Limitations & Future Work

  • The authors provide a multi-source generalization bound under conditional OT, linking alignment quality to target risk. However, whether theoretical assumptions (e.g., domain conditional distributions, prototype capacity \(K\)) hold under complex real-world shifts requires further empirical validation.
  • The training phase relies on ground truth heart rate signals to guide the transport plan, creating a dependency on label quality and the accuracy of the auxiliary HeadHR.
  • Experiments were conducted on four common rPPG datasets; specialized stress tests for extreme domains such as diverse skin tones, vigorous motion, or low light are limited.
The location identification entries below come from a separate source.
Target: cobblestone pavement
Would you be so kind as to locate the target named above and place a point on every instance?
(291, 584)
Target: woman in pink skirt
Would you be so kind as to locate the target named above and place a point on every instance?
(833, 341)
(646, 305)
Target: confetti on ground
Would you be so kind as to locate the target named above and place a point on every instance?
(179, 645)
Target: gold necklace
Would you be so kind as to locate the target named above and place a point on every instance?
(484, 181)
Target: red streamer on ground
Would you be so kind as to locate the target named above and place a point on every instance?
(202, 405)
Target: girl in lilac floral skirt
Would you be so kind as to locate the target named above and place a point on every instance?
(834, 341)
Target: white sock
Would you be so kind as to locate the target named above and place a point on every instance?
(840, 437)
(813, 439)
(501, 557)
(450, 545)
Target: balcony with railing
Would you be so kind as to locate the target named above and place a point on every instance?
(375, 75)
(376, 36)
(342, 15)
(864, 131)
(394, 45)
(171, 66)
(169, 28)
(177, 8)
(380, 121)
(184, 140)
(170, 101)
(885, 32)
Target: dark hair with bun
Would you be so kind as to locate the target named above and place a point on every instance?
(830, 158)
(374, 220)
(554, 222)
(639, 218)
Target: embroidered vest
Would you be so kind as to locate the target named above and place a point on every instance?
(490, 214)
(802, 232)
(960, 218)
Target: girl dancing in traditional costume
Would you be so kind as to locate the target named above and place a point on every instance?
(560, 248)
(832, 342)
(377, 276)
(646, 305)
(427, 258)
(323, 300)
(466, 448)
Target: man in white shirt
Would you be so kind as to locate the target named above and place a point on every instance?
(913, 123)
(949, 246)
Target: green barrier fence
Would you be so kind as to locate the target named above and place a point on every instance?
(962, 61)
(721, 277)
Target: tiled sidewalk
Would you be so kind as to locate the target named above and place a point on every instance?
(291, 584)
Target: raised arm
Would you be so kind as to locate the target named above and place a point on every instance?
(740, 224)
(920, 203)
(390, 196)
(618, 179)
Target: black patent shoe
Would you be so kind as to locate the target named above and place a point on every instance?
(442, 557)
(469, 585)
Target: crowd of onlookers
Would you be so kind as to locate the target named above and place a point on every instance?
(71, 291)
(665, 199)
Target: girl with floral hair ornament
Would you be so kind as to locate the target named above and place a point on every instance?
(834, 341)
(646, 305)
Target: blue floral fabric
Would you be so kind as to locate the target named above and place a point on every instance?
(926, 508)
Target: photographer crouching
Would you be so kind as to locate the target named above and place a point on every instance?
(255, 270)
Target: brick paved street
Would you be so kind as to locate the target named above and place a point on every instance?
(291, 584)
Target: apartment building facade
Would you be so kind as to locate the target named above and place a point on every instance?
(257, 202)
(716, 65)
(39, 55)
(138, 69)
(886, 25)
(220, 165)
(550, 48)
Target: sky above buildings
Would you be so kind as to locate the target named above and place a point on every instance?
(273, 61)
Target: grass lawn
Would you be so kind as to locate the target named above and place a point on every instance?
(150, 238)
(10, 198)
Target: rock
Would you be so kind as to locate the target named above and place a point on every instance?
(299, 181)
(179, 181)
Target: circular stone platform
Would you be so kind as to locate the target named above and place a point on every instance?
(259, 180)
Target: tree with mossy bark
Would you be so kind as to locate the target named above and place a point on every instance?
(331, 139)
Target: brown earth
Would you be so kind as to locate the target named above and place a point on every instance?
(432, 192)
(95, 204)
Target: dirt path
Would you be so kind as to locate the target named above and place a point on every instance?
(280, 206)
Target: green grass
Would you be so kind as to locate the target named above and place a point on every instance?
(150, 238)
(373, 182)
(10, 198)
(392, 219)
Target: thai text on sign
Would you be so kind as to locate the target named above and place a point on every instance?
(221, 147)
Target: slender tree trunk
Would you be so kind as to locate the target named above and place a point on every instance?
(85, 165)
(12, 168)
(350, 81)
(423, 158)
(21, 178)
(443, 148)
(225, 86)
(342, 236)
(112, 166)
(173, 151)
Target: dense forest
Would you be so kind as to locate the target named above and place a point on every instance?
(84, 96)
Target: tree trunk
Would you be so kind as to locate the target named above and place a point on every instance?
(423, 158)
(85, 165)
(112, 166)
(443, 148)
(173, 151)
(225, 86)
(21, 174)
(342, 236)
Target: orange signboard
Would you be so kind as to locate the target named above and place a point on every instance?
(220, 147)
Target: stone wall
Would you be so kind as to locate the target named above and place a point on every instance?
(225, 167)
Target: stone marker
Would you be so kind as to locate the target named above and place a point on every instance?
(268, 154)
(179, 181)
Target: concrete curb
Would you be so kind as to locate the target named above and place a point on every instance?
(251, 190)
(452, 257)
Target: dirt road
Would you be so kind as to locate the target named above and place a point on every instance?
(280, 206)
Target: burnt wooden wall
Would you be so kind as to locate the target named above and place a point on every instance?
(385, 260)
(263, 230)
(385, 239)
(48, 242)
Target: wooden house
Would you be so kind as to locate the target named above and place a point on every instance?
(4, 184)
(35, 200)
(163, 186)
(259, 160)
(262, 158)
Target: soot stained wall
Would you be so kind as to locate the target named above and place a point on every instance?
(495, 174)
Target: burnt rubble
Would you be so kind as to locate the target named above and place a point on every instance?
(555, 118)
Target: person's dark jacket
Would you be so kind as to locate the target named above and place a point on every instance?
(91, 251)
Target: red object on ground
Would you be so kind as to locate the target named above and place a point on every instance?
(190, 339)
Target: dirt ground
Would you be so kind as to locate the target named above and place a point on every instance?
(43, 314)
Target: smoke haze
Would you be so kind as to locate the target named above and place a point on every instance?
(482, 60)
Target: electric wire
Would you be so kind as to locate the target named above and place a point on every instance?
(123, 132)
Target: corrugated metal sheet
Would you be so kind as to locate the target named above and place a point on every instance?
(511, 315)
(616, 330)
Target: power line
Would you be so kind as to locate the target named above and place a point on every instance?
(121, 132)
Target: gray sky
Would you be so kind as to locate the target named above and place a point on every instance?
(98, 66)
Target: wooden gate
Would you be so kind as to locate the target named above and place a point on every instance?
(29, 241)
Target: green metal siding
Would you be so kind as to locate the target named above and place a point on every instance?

Sensitivity analysis of hyper-parameters like \(K\), \(\lambda_{hr}\), and \(\varepsilon\) is limited in the main text.
  • Future directions: replacing ground truth guidance with self-supervised or weakly-supervised transport refinement to reduce label dependency, and introducing online updates or adaptive expansion for the prototype library.
  • vs. MMD / CORAL: While they align only first or second-order statistics of global distributions, FLOW utilizes step-by-step prototype OT warping and temporal refinement to preserve rhythms, showing more stability where statistical methods fail.
  • vs. STMap-based rPPG Generalization: Those works focus on data-level preprocessing and manual pipelines, whereas FLOW is a feature-level alignment for fully end-to-end, multi-source pipelines.
  • vs. Classic OT for Domain Adaptation/Generalization: FLOW is the first to apply OT alignment to end-to-end rPPG temporal regression tasks, introducing physiological anchors and debiased Sinkhorn divergence to suit rhythmic signals.

Rating

  • Novelty: ⭐⭐⭐⭐⭐ First feature-level OT domain generalization framework for end-to-end multi-source rPPG.
  • Experimental Thoroughness: ⭐⭐⭐⭐ Extensive benchmarks and backbones, though could use more stress tests on extreme domains.
  • Writing Quality: ⭐⭐⭐⭐ Clear mechanisms and formulas with a solid motivation.
  • Value: ⭐⭐⭐⭐ Lightweight, plug-and-play, and backbone-agnostic with direct value for real-world rPPG deployment.